福島事故の混乱でまず批判されるべきは事故を起こした東京電力と、対策を誤った政府である。しかし二次災害と言える混乱を引き起こした情報汚染の責任の一部は、誇大情報の拡散者が負うべきではないか。そのきっかけを作ったのが、既存のメディアだと考える。

◆感情に流されない、「錨」としての科学

筆者は原発事故の後の2011年秋に、事故を巡って歪んだ情報をばら撒いていたある雑誌経営者に「評判を落とすからやめたほうがいい。科学的知見は大量に出ており、簡単に間違いを検証される」と、忠告したことがある。すると、彼は私に「原子力ムラの肩を持つのか。原発は悪だ」と激昂した。感情で物事の是非を論じる人の危うさを感じ、それ以降、彼に近づくことをやめた。朝日新聞記者の態度とよく似ている。正義である自分への批判は許さないし、それゆえに問題があっても是正しないのだ。

しかし現象は、見る人によって解釈を変えてしまう。ある人の掲げる解釈、例えば「正義」を、他の人が受け入れるとは限らない。そして解釈には感情が影響を与えてしまう。荒海のように、現象が押し寄せる現実の世界では、感情によって行き当たりばったりの解釈や、それに基づく判断をすると、人は容易におかしな方向に漂流し、溺れてしまう。

現実の荒海の中で、人を支える錨の役割をするのが「事実」であり「科学」であろう。それに基づき、解釈と是非の判断を行えば、現実から離れてしまうことも少なくなる。放射能と健康の関係について、医学や放射線学の知見はこれまでもあり、今も福島で検証が続いている。そうした事実を尊重して、この原発事故に向き合うべきだ。
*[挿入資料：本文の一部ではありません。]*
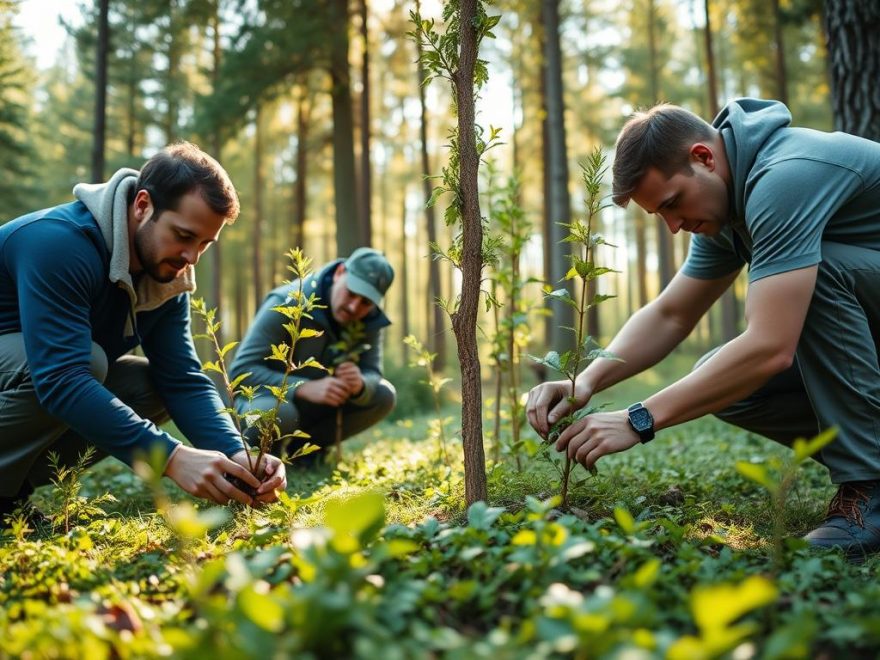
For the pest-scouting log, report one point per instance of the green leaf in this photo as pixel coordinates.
(716, 607)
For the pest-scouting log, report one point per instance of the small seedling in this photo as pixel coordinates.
(583, 269)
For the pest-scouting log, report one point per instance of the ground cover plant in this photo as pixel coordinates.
(667, 552)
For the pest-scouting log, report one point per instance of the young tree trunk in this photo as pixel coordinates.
(464, 320)
(257, 264)
(559, 209)
(852, 27)
(711, 73)
(366, 186)
(348, 231)
(216, 151)
(437, 342)
(303, 124)
(404, 273)
(98, 144)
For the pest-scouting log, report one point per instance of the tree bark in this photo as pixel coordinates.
(779, 45)
(257, 264)
(559, 207)
(437, 329)
(100, 129)
(464, 320)
(853, 48)
(348, 231)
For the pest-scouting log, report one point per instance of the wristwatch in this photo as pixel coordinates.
(642, 421)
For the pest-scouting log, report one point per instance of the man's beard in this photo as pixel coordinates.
(147, 257)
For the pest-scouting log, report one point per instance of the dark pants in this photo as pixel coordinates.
(28, 433)
(835, 380)
(319, 421)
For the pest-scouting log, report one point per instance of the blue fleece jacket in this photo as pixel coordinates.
(55, 290)
(792, 189)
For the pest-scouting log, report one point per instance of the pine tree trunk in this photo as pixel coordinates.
(464, 320)
(853, 48)
(348, 231)
(303, 124)
(100, 127)
(366, 186)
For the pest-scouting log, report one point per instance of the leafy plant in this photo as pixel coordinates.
(67, 505)
(585, 348)
(512, 332)
(263, 424)
(453, 55)
(423, 358)
(348, 349)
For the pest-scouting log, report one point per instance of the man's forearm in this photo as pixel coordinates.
(739, 368)
(645, 339)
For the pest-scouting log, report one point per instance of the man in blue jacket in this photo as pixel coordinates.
(802, 209)
(352, 291)
(81, 285)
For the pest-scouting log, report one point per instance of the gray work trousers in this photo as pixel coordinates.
(835, 379)
(28, 433)
(319, 420)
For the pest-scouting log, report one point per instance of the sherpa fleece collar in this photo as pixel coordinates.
(108, 202)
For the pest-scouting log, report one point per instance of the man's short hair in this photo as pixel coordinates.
(660, 137)
(183, 168)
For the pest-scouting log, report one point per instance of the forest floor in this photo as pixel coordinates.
(669, 551)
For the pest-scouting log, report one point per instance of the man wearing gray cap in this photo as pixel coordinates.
(352, 290)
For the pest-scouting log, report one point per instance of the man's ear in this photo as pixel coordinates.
(703, 153)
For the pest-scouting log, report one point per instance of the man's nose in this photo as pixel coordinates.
(673, 223)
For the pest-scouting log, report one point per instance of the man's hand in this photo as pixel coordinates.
(329, 391)
(350, 374)
(274, 475)
(596, 435)
(548, 403)
(203, 473)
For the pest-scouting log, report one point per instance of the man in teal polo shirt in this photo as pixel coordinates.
(802, 209)
(352, 291)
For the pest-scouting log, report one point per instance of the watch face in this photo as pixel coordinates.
(641, 419)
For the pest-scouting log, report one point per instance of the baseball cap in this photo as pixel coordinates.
(369, 274)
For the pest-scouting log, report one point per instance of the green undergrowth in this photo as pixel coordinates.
(666, 552)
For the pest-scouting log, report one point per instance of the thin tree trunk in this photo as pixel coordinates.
(366, 187)
(257, 265)
(347, 230)
(404, 271)
(437, 332)
(100, 128)
(216, 149)
(557, 167)
(303, 124)
(464, 320)
(852, 27)
(711, 74)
東日本大震災と福島原発事故から10年。これを機に、メディア関係者はこれまでの報道を改めて検証すべきだろう。その際、科学的な知見は重要な意味を持つ。失敗した原因を示す道具にもなるはずだ。一つの考えに凝り固まった人を落ち着かせるのは難しいが、今からでも遅くはない。客観的な科学の力を使えば、原発事故後の失策は少なからず是正できるはず。そう信じたい。